Mackintosh-Smith is a Fellow of the Royal Asiatic Society and a Senior Fellow of the Library of Arabic Literature, and, in Arabs, he broadens the scope of his previous books about the region in an attempt to pull in the whole of Arab history.

Entire libraries could be filled with books written about the birth of Islam, the Umayyad and Abbasid rules, the Mongols and the ­Mughals. But Mackintosh-Smith further complicates the task of documenting Arabian history by stating there is as much to discuss about what took place before the birth of Islam as there is about the events that came after this.

"The first-known ancient inscription mentioning Arabs dates from 853 BC," he says at the beginning of Arabs. "I am writing the first draft of these words in AD 2017; according to tradition, the boy Muhammed was first recognised as a prophet in AD 582 – the precise midpoint between that inscription and now."

Arabs: A 3,000-Year History of Peoples, Tribes and Empires by Tim Mackintosh-Smith. Courtesy Yale University Press
Arabs: A 3,000-Year History of Peoples, Tribes and Empires by Tim Mackintosh-Smith. Courtesy Yale University Press

An early Arab historian, Al-Masudi, compares "the task of telling the Arab story" to finding a vast pile of gemstones of all different types and sizes and somehow stringing them into a single necklace. "Language, the word, is the hidden thread; it is, after all, what Arab unity has itself so often gathered itself upon," Mackintosh-Smith says.  

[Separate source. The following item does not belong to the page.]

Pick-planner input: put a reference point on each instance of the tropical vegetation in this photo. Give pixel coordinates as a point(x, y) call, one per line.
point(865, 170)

The language intended here is "not everyday speech, but the rich, strange, subtle, ­suavely hypnotic, magically persuasive, maddeningly difficult 'high' Arabic language that evolved on the tongues of tribal soothsayers and poets," he says.

It's probably an unavoidable feature of the task at hand that those soothsayers and poets promptly yield the spotlight in the pages of Arabs to traders, warlords and empire-builders. Mackintosh-Smith identifies a "cycle of unification and fragmentation" in what's typically called the Arab world, a cycle pulsing through the history of empires: Assyrian, Roman, Persian, Byzantine, Ottoman, British and American. "It is a cycle that has teeth, but is not necessarily vicious: sometimes the teeth have meshed with imperial interests at the points of contact," he says.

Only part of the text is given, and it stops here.